As Nigeria joins the rest of the World to commemorate the 2018 Menstrual Hygiene Day, a group, WaterAid, has said nearly half of the schools in Nigeria do not have basic toilets.
These toilets, it added are meant to enable adolescent girls manage their menstrual hygiene properly.
The Country Director, of WaterAid Nigeria, ChiChi Okoye, made this known on Monday in Abuja, at an event to mark the day.
Menstrual Hygiene Day was started by WASH United in 2014 to build awareness of the fundamental role that good menstrual hygiene management plays in helping women and girls reach their full potentials.
The theme of this year’s Menstrual Hygiene Day is: NoMoreLimits.
Mrs Okoye said a recent survey revealed that lack of proper menstrual hygiene management as a result of inadequate Water and Sanitation facilities, has an adverse effect on the health and education of adolescent girls.
She maintained that there is need for governments around the world to prioritise the provision of washing facilities and sanitation especially better toilets facility in schools, in order to ensure girls’ right to education and equality.
“Nearly half of schools in low- and -middle income countries like Nigeria, do not have basic toilets meaning; girls who are menstruating risk embarrassment and shame during this time, and may decide not to attend school. UNESCO estimates that 1 in 10 adolescent girls in Africa miss school during their menstruation and eventually drop out,” she said.

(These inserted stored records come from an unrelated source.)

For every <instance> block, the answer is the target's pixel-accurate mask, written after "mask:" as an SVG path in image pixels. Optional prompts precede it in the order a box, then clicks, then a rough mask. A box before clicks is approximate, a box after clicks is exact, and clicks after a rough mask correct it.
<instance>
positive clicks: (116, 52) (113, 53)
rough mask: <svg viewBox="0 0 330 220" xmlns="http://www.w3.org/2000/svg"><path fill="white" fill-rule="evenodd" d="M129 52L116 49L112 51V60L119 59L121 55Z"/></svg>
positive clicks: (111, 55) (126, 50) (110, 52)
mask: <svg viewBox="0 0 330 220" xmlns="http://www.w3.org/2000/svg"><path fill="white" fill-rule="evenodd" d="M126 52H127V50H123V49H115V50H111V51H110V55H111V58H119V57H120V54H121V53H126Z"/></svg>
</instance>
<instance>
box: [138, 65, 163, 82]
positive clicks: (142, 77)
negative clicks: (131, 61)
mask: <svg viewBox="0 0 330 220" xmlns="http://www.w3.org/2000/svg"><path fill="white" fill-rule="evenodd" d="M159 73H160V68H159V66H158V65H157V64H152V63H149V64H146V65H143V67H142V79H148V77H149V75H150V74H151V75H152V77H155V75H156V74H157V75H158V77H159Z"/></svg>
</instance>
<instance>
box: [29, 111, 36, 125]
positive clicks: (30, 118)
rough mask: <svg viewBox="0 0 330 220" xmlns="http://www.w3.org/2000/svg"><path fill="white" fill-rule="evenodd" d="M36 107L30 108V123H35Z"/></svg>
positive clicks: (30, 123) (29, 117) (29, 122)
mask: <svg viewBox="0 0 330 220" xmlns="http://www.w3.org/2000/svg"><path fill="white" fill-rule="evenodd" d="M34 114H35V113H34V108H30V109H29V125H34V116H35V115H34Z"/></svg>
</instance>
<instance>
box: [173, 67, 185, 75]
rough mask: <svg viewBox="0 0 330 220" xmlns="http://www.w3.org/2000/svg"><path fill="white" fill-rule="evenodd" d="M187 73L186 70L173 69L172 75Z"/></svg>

She said menstrual hygiene management is not just about providing sanitary pads but ”about helping young girls and the people around them, including the men in their lives, to have the information awareness and the knowledge around this issue”.
Mrs Okoye, who expressed her frustrations over silence surrounding the deeply rooted taboos and negative social norms, cultural beliefs and myths perpetuated by society, said these were the factors responsible for fueling gender inequality where women and girls were often portrayed as being inferior to men and boys.
The deputy head of the WASH department of Action Against Hunger, Patricia Obroh noted the issues confronting women and girls in effective menstrual hygiene management to include: low availability of hygienic sanitary towels, high cost of disposal pads, poor knowledge of menstrual hygiene management and insufficient access to safe and private sanitation services.
She urged the Federal Government to “increase the availability and accessibility of safe water supply and sanitation services for all citizens, provision of adequate sanitary services for women and girls in IDP camps and schools”.
The Head, Health Promotion Division, National Primary Health Care Development Agency (NPHCDA), Chris Elemuwa said the agency is working hard to ensure the provision of toilets to all Primary Health Centers across the country.
”We are supporting the menstrual cycle of women by providing toilets for all PHCs across the country. This will make it convenient for women who visit the health clinic while on their menstrual period. Once there is a neat toilet and water, there will be no reason for them not to clean up well.”
The representative of Plan International,Tunde Aremu said the menstrual cycle should be considered a health right issue rather than perceived as a taboo, especially by most people in rural communities.
Mr Aremu said the issue of menstrual cycle hygiene is associated with the ability of the young girls to live their dreams.
He said, most of them still miss classes because of their menstrual period pains and also due to lack of toilet facilities in some schools.
He urge schools owners to ”ensure the provision of neat toilet facilities, that will make the menstrual period a bit relieving to the girls”.